Theoretical Background: The CINE-VBMLR Method

This dataset supports the CINE-VBMLR method, which adapts VBMLR estimation techniques to camera tracking.

  1. Origin (VBMLR): The method derives from the Variable Blur Model described in gaze estimation research, where blur circles on the retina (or sensor) are used to infer depth and orientation [1].
  2. Adaptation to Cinema: Unlike simple eyes or webcams, cinema lenses have complex optical characteristics. We utilize Depth from Defocus optimization techniques in the spatial domain [2][3] to model the Point Spread Function (PSF) and Circle of Confusion (CoC).
  3. Joint Estimation: The goal is to perform joint estimation of camera blur and pose [4], using the precise metadata in this dataset as ground truth for supervised learning or validation.

References

If you use this dataset, please cite the following foundational papers:

  • [1] CINE-VBMLR Foundation (In Preparation):

    • Hurtubise, D., et al. Real-time eye gaze estimation on a computer screen. (Manuscript in preparation).
  • [2] Spatial Domain Defocus:

    • Ziou, D., & Deschenes, F. (2001). Depth from defocus estimation in spatial domain. Computer Vision and Image Understanding, 81(2), 143-165.
  • [3] Optimal Parameters:

    • Mannan, F., & Langer, M. S. (2015, October). Optimal camera parameters for depth from defocus.
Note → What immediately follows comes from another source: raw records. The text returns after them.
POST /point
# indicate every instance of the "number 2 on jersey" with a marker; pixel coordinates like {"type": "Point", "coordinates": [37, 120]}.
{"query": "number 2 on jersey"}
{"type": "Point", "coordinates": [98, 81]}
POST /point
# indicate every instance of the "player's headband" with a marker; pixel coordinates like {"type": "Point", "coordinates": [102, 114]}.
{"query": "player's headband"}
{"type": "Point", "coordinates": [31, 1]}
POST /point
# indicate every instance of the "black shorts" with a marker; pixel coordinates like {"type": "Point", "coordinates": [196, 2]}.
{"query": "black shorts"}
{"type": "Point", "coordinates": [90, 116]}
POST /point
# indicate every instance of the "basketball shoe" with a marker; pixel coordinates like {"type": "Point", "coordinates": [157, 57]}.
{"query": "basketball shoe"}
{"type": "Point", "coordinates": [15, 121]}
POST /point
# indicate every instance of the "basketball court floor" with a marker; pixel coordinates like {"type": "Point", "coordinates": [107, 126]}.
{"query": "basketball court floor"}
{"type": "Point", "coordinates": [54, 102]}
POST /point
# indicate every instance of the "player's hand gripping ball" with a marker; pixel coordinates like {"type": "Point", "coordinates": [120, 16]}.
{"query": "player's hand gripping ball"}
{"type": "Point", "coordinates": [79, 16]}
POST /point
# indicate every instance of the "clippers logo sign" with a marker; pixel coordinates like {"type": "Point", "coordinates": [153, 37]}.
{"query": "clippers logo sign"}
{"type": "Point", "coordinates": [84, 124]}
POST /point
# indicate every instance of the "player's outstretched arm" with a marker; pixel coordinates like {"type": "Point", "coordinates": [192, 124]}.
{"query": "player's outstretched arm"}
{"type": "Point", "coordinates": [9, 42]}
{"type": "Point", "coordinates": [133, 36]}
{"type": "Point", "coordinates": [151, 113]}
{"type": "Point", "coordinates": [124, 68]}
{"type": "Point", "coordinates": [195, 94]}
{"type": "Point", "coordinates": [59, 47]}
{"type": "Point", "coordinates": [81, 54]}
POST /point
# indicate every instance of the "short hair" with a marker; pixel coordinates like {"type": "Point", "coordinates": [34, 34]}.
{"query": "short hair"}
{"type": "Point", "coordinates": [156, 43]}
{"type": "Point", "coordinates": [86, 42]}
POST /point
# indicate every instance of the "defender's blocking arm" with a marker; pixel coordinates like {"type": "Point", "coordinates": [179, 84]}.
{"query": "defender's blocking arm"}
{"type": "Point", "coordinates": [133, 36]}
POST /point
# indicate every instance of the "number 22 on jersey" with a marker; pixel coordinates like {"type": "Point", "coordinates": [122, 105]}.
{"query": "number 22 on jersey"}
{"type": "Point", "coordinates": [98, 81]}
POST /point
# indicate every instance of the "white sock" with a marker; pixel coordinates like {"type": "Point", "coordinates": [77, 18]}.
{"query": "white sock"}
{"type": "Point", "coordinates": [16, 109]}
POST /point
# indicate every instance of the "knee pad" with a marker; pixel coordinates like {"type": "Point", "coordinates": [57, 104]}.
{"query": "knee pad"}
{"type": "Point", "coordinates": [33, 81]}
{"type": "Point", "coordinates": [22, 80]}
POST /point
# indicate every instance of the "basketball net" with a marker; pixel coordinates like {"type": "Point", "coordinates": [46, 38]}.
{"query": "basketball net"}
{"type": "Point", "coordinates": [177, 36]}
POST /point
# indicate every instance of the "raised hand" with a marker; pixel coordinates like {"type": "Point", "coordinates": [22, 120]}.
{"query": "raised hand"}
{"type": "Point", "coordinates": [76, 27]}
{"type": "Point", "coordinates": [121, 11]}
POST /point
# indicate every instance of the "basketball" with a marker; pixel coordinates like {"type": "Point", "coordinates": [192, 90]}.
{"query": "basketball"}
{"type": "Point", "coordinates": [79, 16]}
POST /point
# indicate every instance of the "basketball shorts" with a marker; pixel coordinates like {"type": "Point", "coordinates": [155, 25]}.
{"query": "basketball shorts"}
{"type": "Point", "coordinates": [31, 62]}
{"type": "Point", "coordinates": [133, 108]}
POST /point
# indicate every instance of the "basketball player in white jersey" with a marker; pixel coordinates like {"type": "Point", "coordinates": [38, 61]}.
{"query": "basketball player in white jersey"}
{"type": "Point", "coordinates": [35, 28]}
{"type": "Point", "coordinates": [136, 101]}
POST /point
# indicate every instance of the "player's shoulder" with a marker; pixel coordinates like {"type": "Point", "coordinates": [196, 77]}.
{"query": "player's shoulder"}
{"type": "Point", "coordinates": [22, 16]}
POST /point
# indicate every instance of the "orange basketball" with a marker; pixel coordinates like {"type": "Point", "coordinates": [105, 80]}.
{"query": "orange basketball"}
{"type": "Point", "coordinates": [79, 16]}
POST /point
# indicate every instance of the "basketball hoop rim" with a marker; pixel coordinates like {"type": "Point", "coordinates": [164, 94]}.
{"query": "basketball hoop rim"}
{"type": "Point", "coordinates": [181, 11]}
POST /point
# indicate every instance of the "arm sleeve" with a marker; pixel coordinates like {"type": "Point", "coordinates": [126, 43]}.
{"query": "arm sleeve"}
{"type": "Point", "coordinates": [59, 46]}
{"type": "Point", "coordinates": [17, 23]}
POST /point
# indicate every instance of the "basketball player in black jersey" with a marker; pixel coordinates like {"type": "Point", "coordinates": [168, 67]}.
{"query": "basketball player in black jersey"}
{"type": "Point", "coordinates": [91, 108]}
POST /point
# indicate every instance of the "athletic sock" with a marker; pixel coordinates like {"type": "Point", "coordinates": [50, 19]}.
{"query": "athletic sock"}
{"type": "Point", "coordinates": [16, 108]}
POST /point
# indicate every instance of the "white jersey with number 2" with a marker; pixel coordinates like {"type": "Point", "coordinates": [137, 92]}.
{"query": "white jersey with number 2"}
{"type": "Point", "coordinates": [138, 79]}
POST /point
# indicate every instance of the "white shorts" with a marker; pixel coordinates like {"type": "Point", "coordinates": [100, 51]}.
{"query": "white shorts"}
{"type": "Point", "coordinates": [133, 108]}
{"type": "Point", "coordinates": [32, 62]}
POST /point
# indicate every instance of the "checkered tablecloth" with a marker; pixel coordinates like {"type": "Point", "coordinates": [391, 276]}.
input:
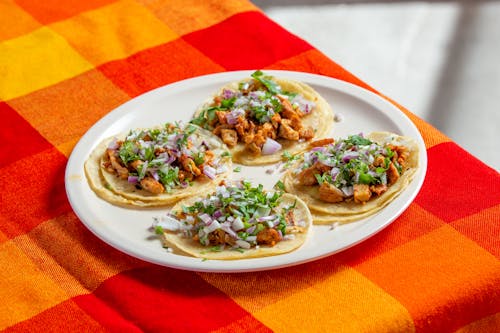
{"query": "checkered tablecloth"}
{"type": "Point", "coordinates": [66, 64]}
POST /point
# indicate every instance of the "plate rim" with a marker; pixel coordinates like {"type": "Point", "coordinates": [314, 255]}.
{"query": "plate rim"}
{"type": "Point", "coordinates": [265, 263]}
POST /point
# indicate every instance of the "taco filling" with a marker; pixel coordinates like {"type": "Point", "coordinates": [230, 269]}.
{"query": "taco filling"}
{"type": "Point", "coordinates": [258, 113]}
{"type": "Point", "coordinates": [352, 178]}
{"type": "Point", "coordinates": [159, 160]}
{"type": "Point", "coordinates": [240, 219]}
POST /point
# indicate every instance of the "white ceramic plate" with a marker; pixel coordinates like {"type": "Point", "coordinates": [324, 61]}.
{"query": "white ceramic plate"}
{"type": "Point", "coordinates": [128, 229]}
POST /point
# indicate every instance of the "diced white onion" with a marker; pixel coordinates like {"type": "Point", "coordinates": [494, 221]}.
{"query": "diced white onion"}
{"type": "Point", "coordinates": [209, 171]}
{"type": "Point", "coordinates": [270, 147]}
{"type": "Point", "coordinates": [237, 224]}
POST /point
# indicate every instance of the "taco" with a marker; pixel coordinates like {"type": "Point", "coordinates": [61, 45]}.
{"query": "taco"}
{"type": "Point", "coordinates": [157, 166]}
{"type": "Point", "coordinates": [237, 221]}
{"type": "Point", "coordinates": [262, 116]}
{"type": "Point", "coordinates": [352, 178]}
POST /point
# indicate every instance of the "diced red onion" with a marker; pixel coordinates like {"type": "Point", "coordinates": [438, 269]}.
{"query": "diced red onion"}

In 2015 International Conference on 3D Vision (pp. 326-334). IEEE.
  • [4] Joint Estimation:

    • LeBlanc, J. W., Thelen, B. J., & Hero, A. O. (2018). Joint camera blur and pose estimation from aliased data. Journal of the Optical Society of America A, 35(4), 639-651.

License

This dataset is licensed under CC-BY-ND-4.0 (Creative Commons Attribution-NonCommercial 4.0 International).

  • Attribution: You must give appropriate credit to the authors and Studios B79/MELS.

  • Non-Commercial: You may not use this material for commercial purposes without explicit permission.

  • CIN-VBMLR Code: The source code in this repository (hosted on Github) is released under the Apache License 2.0.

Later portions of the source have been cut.